Assessments to use in Evaluation and Progress Notes:

  • Lawton-Brody Instrumental Activities of Daily Living Scale
  • KATZ Index of Independent ADL
  • The Barthel Index

A couple of CRITICAL NOTES for Self-Care Training in OT

An Occupational Therapy Practitioner is NOT a Certified Nursing Assistant
  • PLEASE do not confuse (or let others confuse) self-care training with getting your patient dressed. Although I love and respect my brothers and sisters in the healthcare field, I am not them. I am not a certified nursing assistant (CNA) and neither are you if you are a licensed occupational therapy practitioner.
  • This means that you cannot bill for self-care or an ‘ADL’ if you are not training the client/caregiver on how to maximize their participation in these tasks!
  • You can NOT wash your clients hair, give them a manicure, cut your clients hair, shave them, get them completely dressed when you know they will always remain independent, or transfer them to the toilet and call the 20 minutes they are sitting on the toilet SKILLED OCCUPATIONAL THERAPY INTERVENTIONS. This is not okay and is a RED flag.
          • That said, I also don’t believe in the “minutes system” and know that you only have so many minutes in a day to meet your site requirement and if you don’t do this, you lose your job. The system for OTs in America is broken….talk to AOTA about it. 
  • Just because you see it in hospitals and SNF settings, DOES NOT MEAN it’s ethical!
Patient must have the aptitude and abilities to make progress with training
  • To bill for self-care, it must be medically indicated, your patient MUST have the cognitive and executive function potential to improve or accomplish a self-care task!

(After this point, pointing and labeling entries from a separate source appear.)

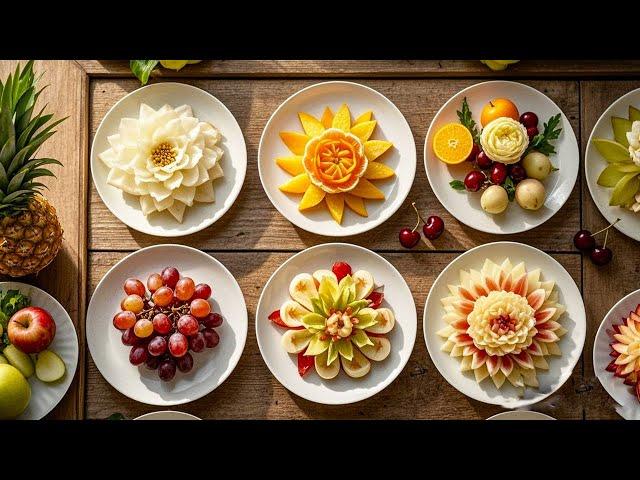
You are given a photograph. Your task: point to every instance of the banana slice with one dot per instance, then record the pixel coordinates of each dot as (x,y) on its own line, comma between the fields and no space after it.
(364,284)
(294,341)
(302,289)
(358,366)
(379,350)
(319,274)
(326,372)
(292,312)
(386,322)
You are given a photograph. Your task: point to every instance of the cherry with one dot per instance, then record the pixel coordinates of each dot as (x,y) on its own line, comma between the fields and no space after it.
(498,173)
(483,161)
(433,227)
(474,180)
(529,119)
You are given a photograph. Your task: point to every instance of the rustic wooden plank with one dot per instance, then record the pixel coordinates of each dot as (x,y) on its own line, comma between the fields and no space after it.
(252,392)
(375,68)
(603,287)
(253,223)
(65,278)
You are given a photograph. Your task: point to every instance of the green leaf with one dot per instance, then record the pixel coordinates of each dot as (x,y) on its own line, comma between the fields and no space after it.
(142,69)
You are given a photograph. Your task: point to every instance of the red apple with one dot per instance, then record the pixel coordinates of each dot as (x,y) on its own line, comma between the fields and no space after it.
(31,329)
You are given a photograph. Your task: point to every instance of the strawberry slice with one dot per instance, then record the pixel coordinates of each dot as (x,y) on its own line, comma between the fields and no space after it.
(305,362)
(376,299)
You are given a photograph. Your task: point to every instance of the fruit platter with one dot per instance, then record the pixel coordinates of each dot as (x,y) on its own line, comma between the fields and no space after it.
(501,157)
(167,340)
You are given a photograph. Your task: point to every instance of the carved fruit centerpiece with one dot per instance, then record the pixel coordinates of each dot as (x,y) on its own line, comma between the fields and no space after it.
(502,321)
(334,319)
(334,162)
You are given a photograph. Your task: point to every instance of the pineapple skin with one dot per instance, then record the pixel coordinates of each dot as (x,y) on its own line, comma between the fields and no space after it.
(30,240)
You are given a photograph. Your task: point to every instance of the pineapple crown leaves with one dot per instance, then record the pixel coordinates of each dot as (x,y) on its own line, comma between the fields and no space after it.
(21,135)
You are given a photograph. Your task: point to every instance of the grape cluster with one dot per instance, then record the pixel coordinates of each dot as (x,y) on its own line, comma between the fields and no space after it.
(166,320)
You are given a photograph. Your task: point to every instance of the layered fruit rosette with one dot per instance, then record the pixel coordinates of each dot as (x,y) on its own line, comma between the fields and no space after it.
(334,319)
(502,321)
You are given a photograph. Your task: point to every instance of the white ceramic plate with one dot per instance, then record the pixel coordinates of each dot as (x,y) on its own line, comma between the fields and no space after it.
(615,387)
(207,108)
(167,415)
(211,366)
(342,389)
(594,163)
(521,415)
(465,206)
(391,126)
(573,320)
(45,396)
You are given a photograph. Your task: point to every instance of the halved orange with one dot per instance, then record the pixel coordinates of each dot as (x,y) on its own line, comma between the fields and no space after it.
(452,143)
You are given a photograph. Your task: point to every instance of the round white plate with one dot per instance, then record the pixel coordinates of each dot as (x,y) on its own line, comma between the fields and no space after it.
(167,415)
(342,389)
(520,415)
(594,163)
(211,366)
(45,396)
(574,320)
(465,206)
(391,126)
(615,387)
(207,108)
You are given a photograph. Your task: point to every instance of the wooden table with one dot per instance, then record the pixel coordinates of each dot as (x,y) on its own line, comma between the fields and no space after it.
(243,239)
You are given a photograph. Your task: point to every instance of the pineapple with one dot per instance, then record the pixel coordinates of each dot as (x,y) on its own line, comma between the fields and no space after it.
(30,233)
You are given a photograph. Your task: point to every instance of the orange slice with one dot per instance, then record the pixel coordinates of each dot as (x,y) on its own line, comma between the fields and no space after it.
(452,143)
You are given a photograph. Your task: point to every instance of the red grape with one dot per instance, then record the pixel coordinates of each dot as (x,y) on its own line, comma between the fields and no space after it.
(170,276)
(167,369)
(137,355)
(212,320)
(124,320)
(178,344)
(203,291)
(188,325)
(133,286)
(211,338)
(197,342)
(185,363)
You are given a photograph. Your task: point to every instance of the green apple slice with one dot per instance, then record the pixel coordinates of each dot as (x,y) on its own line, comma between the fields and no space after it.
(620,128)
(611,151)
(20,360)
(49,367)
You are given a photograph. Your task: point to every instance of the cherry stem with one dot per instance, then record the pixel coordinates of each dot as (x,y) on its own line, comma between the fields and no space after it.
(605,229)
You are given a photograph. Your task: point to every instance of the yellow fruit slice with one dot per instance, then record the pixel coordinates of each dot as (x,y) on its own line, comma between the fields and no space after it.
(356,204)
(327,118)
(297,184)
(374,148)
(378,171)
(291,165)
(311,125)
(452,143)
(364,130)
(335,204)
(366,189)
(342,120)
(365,117)
(294,141)
(313,196)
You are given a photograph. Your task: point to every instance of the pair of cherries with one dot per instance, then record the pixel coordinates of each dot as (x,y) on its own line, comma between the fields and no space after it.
(432,229)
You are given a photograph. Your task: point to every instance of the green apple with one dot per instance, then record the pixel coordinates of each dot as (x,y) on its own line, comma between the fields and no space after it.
(20,360)
(49,366)
(15,392)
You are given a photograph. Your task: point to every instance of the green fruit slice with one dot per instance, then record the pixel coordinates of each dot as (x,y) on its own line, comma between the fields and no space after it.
(625,189)
(20,360)
(49,367)
(620,128)
(611,151)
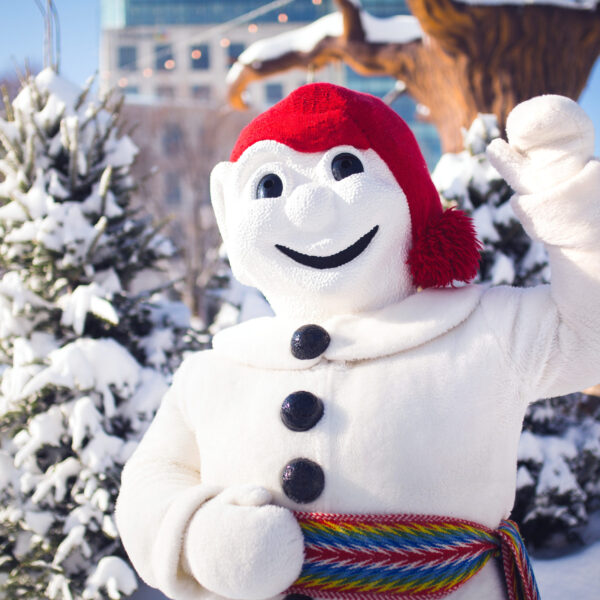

A note on Adaptive Equipment
  • Academia leads into this lane of OT and adaptive equipment. When I hear someone say “sock aid”, I cringe. You are led to believe that your role in many orthopedic and neurological diagnoses is to train your client on adaptive equipment, but you are never told that your patient may not need or want adaptive equipment! Adaptive equipment is not always a relevant intervention AKA the rehabilitation model of practice is not always used in occupational therapy! Sometimes it is short-term and sometimes it is the last possible solution when all restorative principles have been trialed. 
  • If your client can perform the task, or can be taught to safely perform the task, with THEIR OWN BODY MECHANICS and without adaptive equipment…THAT IS YOUR FIRST STEP!! As an occupational therapy practitioner, you must make a way for your client to participate in any activity or occupation in the least restrictive capacity. Your first job is restoration or remediation of function. 
  • Do not dump pegs on the ground and have your client pick them up with a reacher while you document
  • Do not spend 25 minutes teaching your patient how to use a sock aid if (1) they will never use a sock aid at home or (2) they can don their socks without equipment
USE ACTIVITY ANALYSIS
  • Always start with activity analysis – this is your superpower! Use it! 
  • If you patient has had a CVA and does not have functional mobility in her arm, and has weakness in the other arm….you know that you need to spend some time restoring strength and neuromuscular communication before you have her perform a self-care session. If you start with dressing, you run the risk of frustration, unachievable activity, causing an external locus of control for your client, and much more. This is just an example…but can be applied to any diagnosis and any patient. You must use activity analysis to break down the activities and build the patient back up from the ground floor!